Deux amis se retrouvent après une longue séparation. Ils s'affrontent alors autour des mots, l'éloignement ayant été provoqué par la phrase malheureuse de l'un d'eux.
Dans cette confrontation entre H1 et H2, si le poids des mots a son importance, les silences jouent un rôle non négligeable aussi, de ces pauses malencontreuses qui ouvrent à des interprétations multiples et variées. Telle intonation pourra être mal perçue, mal interprétée par l'être trouble qui se trouve en face de nous. Car derrière le rêve de transparence inhérent à toute communication, avorte le tropisme, ce quelque chose qui se tient tapi à l'orée de nos conversations.
D'interprétation malheureuse en connotations discordantes, finalement, ce seront deux camps adverses qui finiront par s'affronter : celui des "ratés", des contemplateurs artistes et celui des travailleurs plus matérialistes qui s'agitent. La condescendance souvent déplacée que les autres peuvent ressentir pour nous brouillent les messages.

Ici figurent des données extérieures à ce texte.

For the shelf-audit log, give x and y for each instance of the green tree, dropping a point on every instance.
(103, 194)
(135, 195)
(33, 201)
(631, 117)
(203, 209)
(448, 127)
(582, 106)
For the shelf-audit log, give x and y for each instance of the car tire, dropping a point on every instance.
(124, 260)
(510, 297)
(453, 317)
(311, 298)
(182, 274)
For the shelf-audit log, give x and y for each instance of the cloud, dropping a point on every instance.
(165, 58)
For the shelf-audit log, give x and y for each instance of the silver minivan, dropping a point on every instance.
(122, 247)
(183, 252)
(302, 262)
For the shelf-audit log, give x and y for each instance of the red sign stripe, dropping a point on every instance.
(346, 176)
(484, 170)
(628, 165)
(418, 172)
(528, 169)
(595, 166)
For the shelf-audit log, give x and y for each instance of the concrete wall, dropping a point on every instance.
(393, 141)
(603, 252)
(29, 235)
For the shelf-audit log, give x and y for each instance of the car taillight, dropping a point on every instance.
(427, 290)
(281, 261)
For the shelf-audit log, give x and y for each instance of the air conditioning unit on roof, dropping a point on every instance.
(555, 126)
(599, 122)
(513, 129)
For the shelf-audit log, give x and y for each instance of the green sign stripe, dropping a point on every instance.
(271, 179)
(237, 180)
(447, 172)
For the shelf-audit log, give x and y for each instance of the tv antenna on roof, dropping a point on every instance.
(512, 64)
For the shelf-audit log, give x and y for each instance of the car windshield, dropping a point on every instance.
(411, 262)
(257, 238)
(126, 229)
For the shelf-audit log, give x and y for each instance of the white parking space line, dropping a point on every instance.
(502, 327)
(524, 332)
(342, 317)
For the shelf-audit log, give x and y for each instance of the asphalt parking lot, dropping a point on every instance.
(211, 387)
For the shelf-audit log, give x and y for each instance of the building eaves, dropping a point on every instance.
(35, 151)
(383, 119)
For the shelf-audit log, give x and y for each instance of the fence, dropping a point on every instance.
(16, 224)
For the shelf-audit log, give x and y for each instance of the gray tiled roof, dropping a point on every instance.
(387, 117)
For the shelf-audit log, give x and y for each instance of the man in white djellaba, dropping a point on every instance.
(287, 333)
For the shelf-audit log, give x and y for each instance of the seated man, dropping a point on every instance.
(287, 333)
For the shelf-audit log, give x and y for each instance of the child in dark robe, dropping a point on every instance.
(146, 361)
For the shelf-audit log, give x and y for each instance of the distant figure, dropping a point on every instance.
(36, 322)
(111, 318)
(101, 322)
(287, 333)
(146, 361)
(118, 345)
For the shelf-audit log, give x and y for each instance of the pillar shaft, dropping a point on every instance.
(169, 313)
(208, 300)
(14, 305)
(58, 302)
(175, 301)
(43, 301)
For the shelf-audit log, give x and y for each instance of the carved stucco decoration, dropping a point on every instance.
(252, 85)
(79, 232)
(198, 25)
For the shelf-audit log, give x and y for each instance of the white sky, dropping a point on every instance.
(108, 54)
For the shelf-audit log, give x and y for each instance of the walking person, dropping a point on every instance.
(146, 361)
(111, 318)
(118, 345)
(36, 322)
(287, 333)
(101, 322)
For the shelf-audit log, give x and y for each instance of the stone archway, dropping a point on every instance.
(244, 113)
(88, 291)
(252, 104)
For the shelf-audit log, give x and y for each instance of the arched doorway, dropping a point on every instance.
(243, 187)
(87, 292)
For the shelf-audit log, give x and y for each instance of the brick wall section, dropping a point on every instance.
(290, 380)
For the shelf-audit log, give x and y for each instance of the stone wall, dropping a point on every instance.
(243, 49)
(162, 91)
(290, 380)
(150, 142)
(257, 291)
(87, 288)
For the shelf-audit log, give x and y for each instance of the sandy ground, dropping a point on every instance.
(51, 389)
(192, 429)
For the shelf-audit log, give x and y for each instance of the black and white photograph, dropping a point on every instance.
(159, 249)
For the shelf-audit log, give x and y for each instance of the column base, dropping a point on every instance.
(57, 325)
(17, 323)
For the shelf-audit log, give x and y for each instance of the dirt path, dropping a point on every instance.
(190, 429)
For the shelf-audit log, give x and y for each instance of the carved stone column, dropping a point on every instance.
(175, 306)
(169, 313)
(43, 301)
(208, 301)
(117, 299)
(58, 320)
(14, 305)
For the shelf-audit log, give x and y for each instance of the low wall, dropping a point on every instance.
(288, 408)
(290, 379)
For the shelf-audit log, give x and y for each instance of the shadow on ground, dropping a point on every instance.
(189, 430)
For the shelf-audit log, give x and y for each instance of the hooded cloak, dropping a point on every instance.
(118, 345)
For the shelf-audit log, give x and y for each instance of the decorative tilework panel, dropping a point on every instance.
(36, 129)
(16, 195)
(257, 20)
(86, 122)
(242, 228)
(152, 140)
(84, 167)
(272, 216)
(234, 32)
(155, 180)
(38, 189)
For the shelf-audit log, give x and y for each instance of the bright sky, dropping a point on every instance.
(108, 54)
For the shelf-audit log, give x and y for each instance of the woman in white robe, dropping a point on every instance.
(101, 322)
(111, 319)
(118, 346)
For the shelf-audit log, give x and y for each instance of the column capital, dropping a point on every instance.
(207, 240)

"H.1 : Maintenant ça me revient : ça doit se savoir...Je l'avais déjà entendu dire. On m'avait dit de toi :《 Vous savez, c'est quelqu'un dont il faut se méfier. Il parait très amical, affectueux...et puis, paf ! Pour un oui ou pour un non...on ne le revoit plus.》 J'étais indigné, j'ai essayé de te défendre... Et voilà que même avec moi...
Si on me l'avait prédit...vraiment, c'est le cas de le dire : pour un oui ou pour un non...parce que j'ai dit : "c'est bien, ça"...oh pardon, je ne l'ai pas prononcé comme il fallait : 《 C'est biiiien...ça..." "
Par le biais de ces discours discordants, l'incommunicabilité entre les êtres qui se manquent "pour un oui ou pour un non" se jouent sous nos yeux.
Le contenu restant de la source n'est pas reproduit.